データ構造
配列・リスト・スタック・キューといったデータの並べ方を、取り出す順序と得意な操作の違いから使い分けられるようになります。
ねらい
データの並べ方の型を学びます。このレッスンを終えると、代表的なデータ構造を取り出す順序と得意な操作で見分けられるようになります。
並べ方を選ぶと、できることが変わります
同じデータでも、どう並べて持つかで、速くできる操作が変わります。用途に合った並べ方を選ぶことが、データ構造を学ぶ目的です。
配列とリスト
- 配列… 同じ種類のデータを順番に並べて置き、番号(添字)で場所を指します。何番目かを指定すれば、一発で取り出せます。その代わり、途中に割り込ませるのは大変です。後ろを全部ずらす必要があるためです。

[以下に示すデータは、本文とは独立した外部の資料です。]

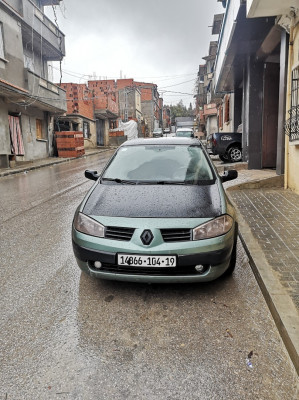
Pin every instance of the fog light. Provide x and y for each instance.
(199, 268)
(97, 264)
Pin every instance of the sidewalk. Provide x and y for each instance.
(45, 162)
(269, 230)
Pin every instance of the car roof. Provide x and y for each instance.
(171, 140)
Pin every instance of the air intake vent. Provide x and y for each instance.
(118, 233)
(176, 235)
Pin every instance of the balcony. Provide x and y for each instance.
(35, 24)
(44, 94)
(268, 8)
(239, 39)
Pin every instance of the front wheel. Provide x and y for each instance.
(235, 154)
(224, 158)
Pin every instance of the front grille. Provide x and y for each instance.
(176, 235)
(119, 233)
(124, 269)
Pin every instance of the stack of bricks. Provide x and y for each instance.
(70, 144)
(116, 133)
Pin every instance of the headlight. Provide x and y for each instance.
(217, 227)
(84, 224)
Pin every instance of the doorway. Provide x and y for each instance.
(270, 115)
(100, 128)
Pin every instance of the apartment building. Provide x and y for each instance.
(29, 101)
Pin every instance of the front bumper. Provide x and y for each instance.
(215, 264)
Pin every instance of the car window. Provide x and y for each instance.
(152, 163)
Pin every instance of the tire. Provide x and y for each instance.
(235, 154)
(224, 158)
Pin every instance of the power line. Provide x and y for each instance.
(79, 75)
(177, 84)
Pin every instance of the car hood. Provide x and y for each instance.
(154, 201)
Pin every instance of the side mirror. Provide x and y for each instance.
(93, 175)
(229, 175)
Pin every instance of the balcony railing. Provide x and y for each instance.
(35, 23)
(45, 95)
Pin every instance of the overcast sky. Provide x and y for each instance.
(159, 41)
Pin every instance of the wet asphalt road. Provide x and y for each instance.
(66, 336)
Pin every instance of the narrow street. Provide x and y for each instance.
(66, 336)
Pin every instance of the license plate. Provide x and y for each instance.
(133, 260)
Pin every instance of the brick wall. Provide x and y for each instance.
(104, 93)
(79, 99)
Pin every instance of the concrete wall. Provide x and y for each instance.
(292, 148)
(4, 128)
(147, 108)
(12, 71)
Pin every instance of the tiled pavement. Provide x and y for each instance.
(269, 229)
(273, 217)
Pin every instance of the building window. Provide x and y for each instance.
(86, 130)
(292, 124)
(226, 110)
(39, 129)
(1, 42)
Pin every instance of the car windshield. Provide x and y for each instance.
(160, 164)
(184, 133)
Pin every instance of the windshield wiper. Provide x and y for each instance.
(117, 180)
(160, 182)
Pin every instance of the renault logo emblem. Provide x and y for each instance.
(147, 237)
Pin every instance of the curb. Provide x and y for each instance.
(280, 304)
(48, 164)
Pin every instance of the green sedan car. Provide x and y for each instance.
(157, 213)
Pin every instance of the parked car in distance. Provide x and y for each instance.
(158, 132)
(184, 132)
(228, 145)
(157, 213)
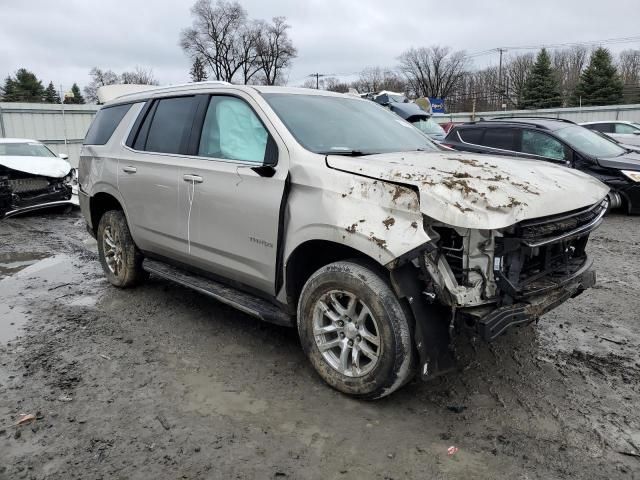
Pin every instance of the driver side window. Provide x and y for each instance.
(543, 145)
(232, 131)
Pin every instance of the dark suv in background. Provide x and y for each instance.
(558, 141)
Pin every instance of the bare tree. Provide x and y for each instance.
(275, 50)
(335, 85)
(99, 78)
(215, 36)
(374, 79)
(517, 72)
(248, 42)
(139, 76)
(197, 72)
(433, 71)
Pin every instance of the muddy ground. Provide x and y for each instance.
(161, 382)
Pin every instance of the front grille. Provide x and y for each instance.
(540, 231)
(537, 254)
(28, 185)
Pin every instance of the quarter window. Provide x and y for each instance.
(232, 131)
(543, 145)
(601, 127)
(168, 125)
(104, 124)
(624, 128)
(502, 138)
(471, 135)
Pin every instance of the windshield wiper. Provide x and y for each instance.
(348, 153)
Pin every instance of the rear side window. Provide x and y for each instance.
(471, 135)
(601, 127)
(502, 138)
(232, 131)
(543, 145)
(104, 124)
(166, 125)
(624, 128)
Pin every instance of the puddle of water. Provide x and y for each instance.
(11, 322)
(11, 263)
(15, 298)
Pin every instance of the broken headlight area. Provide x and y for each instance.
(492, 280)
(19, 190)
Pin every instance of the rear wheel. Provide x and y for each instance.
(354, 330)
(120, 258)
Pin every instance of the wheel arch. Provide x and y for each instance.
(312, 255)
(99, 204)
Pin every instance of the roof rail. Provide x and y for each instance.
(111, 92)
(530, 117)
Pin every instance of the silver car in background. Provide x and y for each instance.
(624, 132)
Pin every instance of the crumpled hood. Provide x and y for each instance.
(480, 191)
(46, 166)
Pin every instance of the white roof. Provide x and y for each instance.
(143, 94)
(607, 121)
(18, 140)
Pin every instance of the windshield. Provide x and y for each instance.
(397, 98)
(25, 150)
(588, 142)
(428, 126)
(324, 124)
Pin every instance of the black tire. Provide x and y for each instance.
(395, 362)
(128, 272)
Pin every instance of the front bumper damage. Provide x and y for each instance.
(485, 282)
(21, 193)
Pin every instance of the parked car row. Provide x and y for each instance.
(557, 141)
(32, 177)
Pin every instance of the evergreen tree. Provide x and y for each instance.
(541, 88)
(77, 97)
(198, 72)
(51, 95)
(24, 87)
(600, 83)
(7, 89)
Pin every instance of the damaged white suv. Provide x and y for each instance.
(332, 214)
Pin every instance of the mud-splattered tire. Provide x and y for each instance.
(120, 258)
(350, 305)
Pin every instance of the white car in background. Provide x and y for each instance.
(32, 177)
(623, 131)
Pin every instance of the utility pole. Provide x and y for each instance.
(317, 75)
(500, 51)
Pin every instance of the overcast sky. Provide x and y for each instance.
(61, 40)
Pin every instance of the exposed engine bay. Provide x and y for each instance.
(21, 190)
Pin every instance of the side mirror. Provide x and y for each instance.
(271, 153)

- リスト… 各データが次のデータの場所を指し示す形で並びます。途中への追加や削除は、指し示す先を付け替えるだけで済みます。その代わり、5番目を取り出すには先頭から順にたどる必要があります。
配列は「探すのが速く、入れるのが遅い」、リストは「入れるのが速く、探すのが遅い」という関係です。どちらが優れているのではなく、どちらの操作が多いかで選びます。
スタックとキュー — 取り出す順序が違います
- スタック… 最後に入れたものを、最初に取り出します(後入れ先出し・LIFO)。机に積んだ書類と同じで、上から取ります。
- キュー… 最初に入れたものを、最初に取り出します(先入れ先出し・FIFO)。レジの行列と同じで、並んだ順です。
入れる操作と取り出す操作の呼び名も決まっています。スタックでは、入れる操作をプッシュ、取り出す操作をポップといいます。
ポイント
どちらを使うかは、順序が意味を持つかで決まります。印刷の待ち行列は、頼んだ順に出てほしいのでキューです。文書編集の「元に戻す」は、直前の操作から取り消したいのでスタックです。
動かして確かめる
「追加」は同じ1つの操作です。取り出す端だけがスタックとキューで違うことを、実際に操作して確かめてみましょう。
スタディード / 動く解説
追加はいつも同じ。取り出す端だけが構造で変わる。
同じ「追加」と「取り出す」の操作で、スタックとキューがどう違う順番を作るか確かめてください。
木構造
木構造は、1つの節から枝分かれして下へ広がる形です。会社の組織図やファイルのフォルダ構造がこの形です。
- 最上位を根、枝分かれの各点を節(ノード)、末端を葉といいます。
- 各節が最大2つに分かれるものを2分木といいます。
探すときに、たどる範囲を半分ずつ絞り込める性質があるため、大量のデータから目的のものを探す用途で使われます。
探す方法
データの中から目的のものを見つける方法にも型があります。
- 線形探索… 先頭から順に照合します。並んでいなくても使えますが、件数が多いと時間がかかります。
- 2分探索… あらかじめ順に並んでいるデータに対し、真ん中と比べて探す範囲を半分に絞ることを繰り返します。非常に速い代わりに、並んでいることが前提です。
2分探索は、1回の比較で候補が半分になります。1000件なら10回程度の比較で見つかります。ただし、そのために並べ替えておく手間がかかることは覚えておきます。
まとめ
データ構造は、どの操作を速くしたいかで選びます。配列は取り出しが速く挿入が遅い、リストはその逆です。スタックは後入れ先出し、キューは先入れ先出しで、順序が意味を持つ場面で使い分けます。探索では、線形探索は並んでいなくても使え、2分探索は並んでいれば非常に速くなります。
理解の確認
印刷の指示を受け付けて、順番に印刷していくしくみを作ります。スタックとキューのどちらを使うべきでしょうか。理由も述べてください。
答え: キューです。キューは最初に入れたものを最初に取り出す(先入れ先出し)ため、印刷を指示した順に処理されます。これは利用者の期待と一致します。仮にスタックを使うと最後に指示した人の印刷が先に出る(後入れ先出し)ことになり、先に指示した人がいつまでも印刷されないという事態が起こり得ます。順序に公平さが求められる待ち行列にはキューを使い、直前の操作を取り消す「元に戻す」のように新しいものから扱いたい場面ではスタックを使います。